= John W. Schoales =

Rev. John Whitelaw Schoales (1820–1903) was an Anglican priest in the pioneering days of Adelaide, South Australia.

==History==
Schoales graduated BA at Trinity College Dublin, arrived in South Australia July 1850 aboard Sultana, attached to St John's Church, Adelaide 1850, St Mary's on the Sturt 1851–1854, All Saints Church, Hindmarsh.
He left Australia in 1858 and died in England in 1903.

He has been confused with Western Australian barrister and businessman John Schoales jun. (c. 1810 – 10 April 1847), a brother-in-law of Richard West Nash (1808–1850) and son of John Schoales QC (died 1850) of Dublin. John Schoales, jun. was closely identified with programs to settle labourers, servants and orphans into WA. He was appointed Guardian of Juvenile Immigrants (the Parkhurst apprentices, brought in as unskilled labour), withholding their allowances until their 5-year indenture period was over. He was succeeded by F. D. Wittenoom (c. 1821–1863).

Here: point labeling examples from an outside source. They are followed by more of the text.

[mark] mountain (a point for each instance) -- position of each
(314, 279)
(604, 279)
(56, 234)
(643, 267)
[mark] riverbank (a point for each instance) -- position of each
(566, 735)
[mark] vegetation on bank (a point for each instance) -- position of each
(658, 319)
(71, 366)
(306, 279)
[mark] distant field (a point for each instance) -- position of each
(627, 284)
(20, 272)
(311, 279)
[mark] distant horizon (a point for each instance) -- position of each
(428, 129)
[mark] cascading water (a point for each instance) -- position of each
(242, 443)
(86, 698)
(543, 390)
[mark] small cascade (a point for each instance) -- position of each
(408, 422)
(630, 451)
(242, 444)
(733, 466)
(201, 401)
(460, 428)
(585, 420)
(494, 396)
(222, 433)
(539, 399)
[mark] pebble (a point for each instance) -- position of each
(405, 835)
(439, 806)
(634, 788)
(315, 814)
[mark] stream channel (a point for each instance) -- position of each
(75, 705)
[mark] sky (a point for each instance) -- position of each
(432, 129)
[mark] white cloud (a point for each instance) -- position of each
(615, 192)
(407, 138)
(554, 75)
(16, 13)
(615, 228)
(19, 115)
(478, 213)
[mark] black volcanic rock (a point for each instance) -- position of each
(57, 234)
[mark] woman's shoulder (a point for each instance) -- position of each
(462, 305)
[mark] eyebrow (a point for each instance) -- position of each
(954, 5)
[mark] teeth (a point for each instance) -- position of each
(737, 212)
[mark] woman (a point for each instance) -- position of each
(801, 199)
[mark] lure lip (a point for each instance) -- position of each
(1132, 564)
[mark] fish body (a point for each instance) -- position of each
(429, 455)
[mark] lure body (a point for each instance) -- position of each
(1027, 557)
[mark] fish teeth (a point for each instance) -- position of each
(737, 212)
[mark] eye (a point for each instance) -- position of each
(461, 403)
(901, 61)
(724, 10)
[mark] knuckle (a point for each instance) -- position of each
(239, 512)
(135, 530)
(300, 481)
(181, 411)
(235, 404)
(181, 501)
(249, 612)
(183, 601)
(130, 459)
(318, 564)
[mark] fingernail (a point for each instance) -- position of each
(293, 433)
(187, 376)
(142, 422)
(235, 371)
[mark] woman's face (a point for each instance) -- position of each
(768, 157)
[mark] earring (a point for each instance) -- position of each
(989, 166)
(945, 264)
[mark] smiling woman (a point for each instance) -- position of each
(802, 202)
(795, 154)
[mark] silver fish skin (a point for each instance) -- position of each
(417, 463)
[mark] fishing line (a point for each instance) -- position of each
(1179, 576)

On 9 September 1851 Schoales married Frances Jane Andrews, third daughter of Walter Boyd Andrews (c. 1792–1847) of Western Australia, an associate of John Schoales jun. mentioned above. Three children died of dysentery in 1856, another in 1858. Another son, George Lewis Schoales (c. 1861 – 24 June 1888) died in North Adelaide.